According to the EU’s own overview, the EU wants to create conditions for the development of secure products with digital elements by ensuring that hardware and software products are placed on the market with fewer vulnerabilities and that manufacturers take security seriously throughout a product’s life cycle. It also aims to create conditions that allow and require users to take cybersecurity into account when selecting and using products with digital elements. To this end, the EU has laid out the following four objectives:
- Ensure that manufacturers improve the security of products with digital elements throughout the whole design, development, and production life cycle, including the SDLC
- Set up a coherent cybersecurity framework, facilitating compliance for hardware and software producers
- Enhance the transparency of security properties of products with digital elements
- Enable businesses and consumers to use products with digital elements securely.

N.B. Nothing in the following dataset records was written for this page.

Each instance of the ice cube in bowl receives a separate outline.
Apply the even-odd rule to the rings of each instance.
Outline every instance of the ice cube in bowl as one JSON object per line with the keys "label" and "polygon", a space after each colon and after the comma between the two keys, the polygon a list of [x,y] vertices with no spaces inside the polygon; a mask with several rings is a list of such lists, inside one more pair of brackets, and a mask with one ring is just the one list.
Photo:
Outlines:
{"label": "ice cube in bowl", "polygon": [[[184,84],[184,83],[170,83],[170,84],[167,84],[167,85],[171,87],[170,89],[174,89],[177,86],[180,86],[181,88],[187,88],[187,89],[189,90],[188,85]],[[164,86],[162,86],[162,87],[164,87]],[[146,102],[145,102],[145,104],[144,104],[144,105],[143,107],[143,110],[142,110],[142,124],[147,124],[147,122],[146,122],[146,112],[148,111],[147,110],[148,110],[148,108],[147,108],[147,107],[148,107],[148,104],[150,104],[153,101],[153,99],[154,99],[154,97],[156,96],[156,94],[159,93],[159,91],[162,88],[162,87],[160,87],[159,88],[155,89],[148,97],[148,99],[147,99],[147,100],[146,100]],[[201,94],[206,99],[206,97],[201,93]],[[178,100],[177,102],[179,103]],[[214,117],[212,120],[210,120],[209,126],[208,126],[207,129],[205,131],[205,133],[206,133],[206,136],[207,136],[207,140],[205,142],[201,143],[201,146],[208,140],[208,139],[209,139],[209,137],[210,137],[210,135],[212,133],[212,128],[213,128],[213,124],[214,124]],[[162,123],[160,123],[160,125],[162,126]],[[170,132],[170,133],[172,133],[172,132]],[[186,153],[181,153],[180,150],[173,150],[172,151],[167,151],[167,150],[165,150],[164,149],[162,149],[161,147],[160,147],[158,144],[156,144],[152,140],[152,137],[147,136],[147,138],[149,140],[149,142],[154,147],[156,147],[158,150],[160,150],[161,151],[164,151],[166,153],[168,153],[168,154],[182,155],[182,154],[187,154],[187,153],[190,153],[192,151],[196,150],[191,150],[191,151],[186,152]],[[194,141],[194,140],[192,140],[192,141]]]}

The CRA was published on 15 September 2022 and is yet to be fully ratified, but it is expected to do so, because the European Parliament passed a resolution on 10 June 2021 calling for cybersecurity requirements for digital or connected products. As well, in the final report of the Conference on the Future of Europe, 18 citizens have already called for “a stronger role for the EU in countering cybersecurity threats”.
What does all of this mean for application security?
This isn’t just about hardware and the Internet of Things that connects devices. It’s about every part of a product or service that’s “digital,” as the EU calls it. This will extend to every piece of code, software, and every interconnected component and dependency that forms the building blocks of applications, software, products, and services that businesses and consumers use throughout the EU and beyond.
With these Acts in place, it will be necessary for every organization to account for every component and dependency they use in their applications. Consequently, we expect the spotlight on application security and tools such as the software bill of materials (SBOM) to intensify as they become even more vital tools to strengthen cybersecurity to comply with the EU regulations. Plus, there will be greater responsibility on any organization operating with or within the EU, to effectively scan, detect, and remediate any vulnerabilities in their applications and components and assure dependency health.